Bakugo Katsuki había caído en el País de las Maravillas.

Fue la única explicación de lo jodido que se había vuelto el mundo en el momento en que se despertó en una cama de hospital en la oficina de Recovery Girl, con casi suficiente gasa pegada en su rostro para asfixiarlo mientras dormía. La vieja bruja le había dicho que se había roto la nariz y había sufrido una conmoción cerebral. Eso solo era imposible. Él era Katsuki. Nada podría hacer daño. Podría dar un largo paseo desde un edificio de gran altura y abrirse camino hacia abajo sin un moretón. Si algo volara hacia él, podría volarlo por los aires. Si alguien intentaba hacer daño, moriría.

Como si eso no fuera lo suficientemente jodido, cuando preguntó aturdido cómo diablos había terminado con la nariz rota, la bruja había untado una tonelada métrica de glaseado pútrido encima del pastel de mierda. El maldito Deku lo había golpeado. Un puñetazo de Deku, escuálido, patético, Quirkless Deku, y tenía la nariz rota, una conmoción cerebral y la luz del día lo dejó sin vida. No. Posible.

Cuando se incorporó de golpe, el mareo lo golpeó como un camión, pero luchó a través de él, tambaleándose por el despecho contra el mundo estúpido que se había atrevido a derribarlo.

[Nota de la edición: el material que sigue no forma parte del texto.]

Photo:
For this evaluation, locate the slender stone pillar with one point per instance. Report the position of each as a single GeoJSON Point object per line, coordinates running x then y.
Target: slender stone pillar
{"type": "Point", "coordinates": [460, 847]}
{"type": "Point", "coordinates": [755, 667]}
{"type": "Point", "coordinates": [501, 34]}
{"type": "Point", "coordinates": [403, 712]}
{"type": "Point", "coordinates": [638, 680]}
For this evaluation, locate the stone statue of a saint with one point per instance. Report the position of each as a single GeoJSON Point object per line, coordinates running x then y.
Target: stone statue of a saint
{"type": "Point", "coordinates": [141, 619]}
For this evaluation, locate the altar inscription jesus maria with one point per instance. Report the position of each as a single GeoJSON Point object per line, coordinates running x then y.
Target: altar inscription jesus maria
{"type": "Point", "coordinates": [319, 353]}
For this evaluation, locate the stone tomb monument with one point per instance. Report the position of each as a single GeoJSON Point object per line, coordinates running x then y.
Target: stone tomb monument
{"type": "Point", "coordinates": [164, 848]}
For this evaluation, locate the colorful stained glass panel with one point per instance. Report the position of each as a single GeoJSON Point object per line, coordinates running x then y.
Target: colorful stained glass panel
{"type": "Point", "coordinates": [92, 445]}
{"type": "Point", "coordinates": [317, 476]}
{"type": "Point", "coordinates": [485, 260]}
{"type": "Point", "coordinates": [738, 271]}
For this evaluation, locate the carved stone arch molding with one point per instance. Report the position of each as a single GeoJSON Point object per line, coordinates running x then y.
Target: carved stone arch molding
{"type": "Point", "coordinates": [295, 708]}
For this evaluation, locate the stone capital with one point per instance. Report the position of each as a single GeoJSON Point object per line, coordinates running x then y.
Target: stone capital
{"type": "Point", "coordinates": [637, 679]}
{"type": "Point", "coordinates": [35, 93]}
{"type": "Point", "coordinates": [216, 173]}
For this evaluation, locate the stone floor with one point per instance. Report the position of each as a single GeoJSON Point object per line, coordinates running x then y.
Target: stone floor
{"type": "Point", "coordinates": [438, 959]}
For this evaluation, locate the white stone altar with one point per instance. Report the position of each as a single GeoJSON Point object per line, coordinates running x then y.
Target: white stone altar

Con un suave empujón de su bastón, Recovery Girl lo derribó en la cama, le dio un repugnante beso en la frente y casi le empujó uno de sus ositos de goma por la garganta.

Mientras la fuerza regresaba a su cuerpo entumecido, captó destellos de lo que había sucedido hasta que se desmayó, enfrentándose a Deku, corriendo hacia el edificio, encontrándolo de espaldas, sin ningún lugar para correr, sin nadie que se interpusiera en su camino. , nadie que lo obligue a reprimirse y tomarse las cosas con calma con el aspirante a héroe. Un destello de ojos verdes y huecos que lo miraban fijamente cuando apareció un puño con un guante blanco, como sacado de un sombrero de mago, justo frente a su cara. Toda la escena tenía una irrealidad onírica, como una pesadilla que parecía ridículamente absurda incluso cuando le provocaba un escalofrío en la espalda.